他打开通信设备,调到预设的频道。
“洞幺洞幺,我是洞拐,收到请回答。”
沙沙沙沙。
“洞两洞两,我是洞拐,收到请回答。”
沙沙沙沙。
他换了好几个频道,没有一个有回应。
通信设备没有坏,是没有信号。
不过这也算在自己的意料之中。
齐宏斌收起通信设备,拔出唐刀,在树干上划了一道记号,然后选了一个方向,朝南走。
他走了一天一夜,没有看到任何人,没有看到任何房屋,甚至连一条像样的路都没有。
树林越来越密,地面越来越湿,空气中弥漫着一股潮湿的霉腐气味,像是什么东西在暗处腐烂。

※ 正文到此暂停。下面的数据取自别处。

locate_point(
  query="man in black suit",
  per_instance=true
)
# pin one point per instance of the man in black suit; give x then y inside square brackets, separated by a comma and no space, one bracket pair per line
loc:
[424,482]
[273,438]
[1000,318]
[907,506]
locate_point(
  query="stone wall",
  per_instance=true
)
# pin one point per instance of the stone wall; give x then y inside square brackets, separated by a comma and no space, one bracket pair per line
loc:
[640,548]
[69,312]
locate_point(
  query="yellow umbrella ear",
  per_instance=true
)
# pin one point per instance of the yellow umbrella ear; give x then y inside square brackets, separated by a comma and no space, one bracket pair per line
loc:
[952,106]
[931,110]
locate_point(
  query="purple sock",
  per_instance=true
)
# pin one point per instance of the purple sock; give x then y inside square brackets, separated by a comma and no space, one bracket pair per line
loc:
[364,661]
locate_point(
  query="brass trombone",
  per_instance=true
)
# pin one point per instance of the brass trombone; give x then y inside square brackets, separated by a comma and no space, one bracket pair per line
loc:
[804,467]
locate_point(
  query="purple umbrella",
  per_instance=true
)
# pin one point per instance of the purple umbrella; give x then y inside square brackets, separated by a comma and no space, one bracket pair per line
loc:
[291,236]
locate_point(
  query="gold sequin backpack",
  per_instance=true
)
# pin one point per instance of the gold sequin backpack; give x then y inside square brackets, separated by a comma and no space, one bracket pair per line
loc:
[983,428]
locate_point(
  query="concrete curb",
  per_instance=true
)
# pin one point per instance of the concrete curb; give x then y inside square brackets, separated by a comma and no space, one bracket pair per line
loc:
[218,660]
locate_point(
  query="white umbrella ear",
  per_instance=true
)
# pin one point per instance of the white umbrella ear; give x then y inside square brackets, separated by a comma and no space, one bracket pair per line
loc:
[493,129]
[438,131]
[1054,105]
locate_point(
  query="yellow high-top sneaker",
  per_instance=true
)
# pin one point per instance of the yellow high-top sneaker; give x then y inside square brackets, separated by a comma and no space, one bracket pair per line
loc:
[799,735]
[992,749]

空气中还有一种他说不清道不明的气息,让他觉得浑身上下像是被什么东西包裹着,又轻又重,说不上难受,但总觉得不对劲。
后来他才知道,那是灵气。
当然也是后面才知道,这个世界的灵气是真的充足。
第二天傍晚,他走出了树林,眼前出现了一片农田。
农田里的庄稼长势很好,稻穗已经泛黄,沉甸甸地低垂着头。
远处有一个村庄,炊烟袅袅升起,鸡犬之声相闻。
他没有急着进村,而是先在农田边的灌木丛里蹲了半个时辰,观察着村庄里的人。
那些人穿着灰色的、青色的、蓝色的布衣,有男有女,有老有少。
男人在田里干活,女人在院子里晾衣服,小孩在村口追逐打闹。
没有电线杆,没有汽车,没有水泥路。用的工具是锄头、镰刀、扁担,运东西靠牛车和人力车。
这地方的文明形态,很像是古代东亚农耕社会。
齐宏斌从战术背包里取出那套仿古的粗布衣裳,换下身上的防护服。
他换上之后,又在脸上抹了些泥,让自己看起来不那么白净。
他把防护服和战术背包藏在灌木丛深处,只带了唐刀、匕首、手枪和一个小布包。
布包里装着几块干粮、一小包盐、一壶水、一小块金条、几块碎银子和一小串铜钱。
他朝村子走去。还没到村口,一个坐在大树下乘凉的老人先看见了他。
老人穿着一件青色的短褂,手里拿着一杆旱烟袋,上下打量了他一眼,开口问道:“后生,从哪里来?”
齐宏斌的脚步顿了一下,他很吃惊。
因为对方说的话他听懂了。
虽然有些音调上的差异,但也算是大差不差了。
他揉了揉眼睛,确认自己是不是幻觉了。
愣了一个呼吸的功夫,迅速压下心中的震惊,面上不动声色,双手抱拳行了一礼,用他平时说话的语气答道:“老人家,小生从外地来,去府城投亲,路过贵地,想讨碗水喝。”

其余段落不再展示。